Petrarch exemplifies the mixture of the old and the new in the Renaissance. In France, the language of the Paris region replaced Latin as the official language.

Renaissance scholars such as Lorenzo Valla, who revealed the forgery of the Donation of Constantine, uncovered, preserved, and studied ancient manuscripts. Humanists expressed the secular spirit of the Renaissance. Yet philosophical humanists fused Christian and classical traditions and helped establish the studies of comparative religion and comparative philosophy. Erasmus had faith in the dignity of humanity and encouraged individuals to read and study the Bible for themselves.

The uncovering of classical works both helped and hindered science. Leonardo da Vinci explored scientific subjects but was still largely influenced by the erroneous theories of classical writers.

With the perfecting of movable type in the 1440s and the development of the printing press, books became cheaper and had fewer errors. Printed handbooks became available on many specific subjects.

Copernicus launched a revolution in astronomy in 1543 by putting forth the heliocentric theory of the universe. Within 150 years the Copernican revolution was confirmed by the work of Galileo and Newton.

Music reflected the Renaissance emphasis on secular and individual concerns. New instruments were developed, and music became part of popular culture.

The Great Schism had damaged the prestige of the church. In addition, the burden of church taxation to support the lavish Renaissance papacy and indifference to the need for reform left the church open to attack.

In the fine arts, an extraordinary outpouring of creativity occurred in painting and sculpture. Botticelli, Michelangelo, Leonardo, and Raphael found patrons among Renaissance popes and rulers and produced works reflecting a mixture of worldly and religious themes.
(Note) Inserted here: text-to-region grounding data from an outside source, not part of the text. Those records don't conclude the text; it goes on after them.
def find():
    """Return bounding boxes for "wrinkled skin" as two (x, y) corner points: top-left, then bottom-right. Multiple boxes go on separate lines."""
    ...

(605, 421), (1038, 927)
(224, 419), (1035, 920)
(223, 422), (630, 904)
In the fifteenth century, northern European painters such as Darer, Holbein, Bosch, and Brueghel were influenced by Gothic as well as Italian Renaissance styles. Notable in some of their works were elements of the monstrous and supernatural.

Many leading painters such as Michelangelo and Cellini were also sculptors and masters of other arts. The great work of Renaissance architecture was St. Peter’s in Rome, crowned by Michelangelo’s massive dome.

The wealthy enjoyed great luxury though not comfort, but daily life for the peasants was not much changed. Women lost some privileges they had enjoyed in the era of chivalry, although divorce became possible in Protestant lands. In printed works, women were portrayed as the cause of disorder. Nonetheless, the Renaissance was a period of considerable individualism.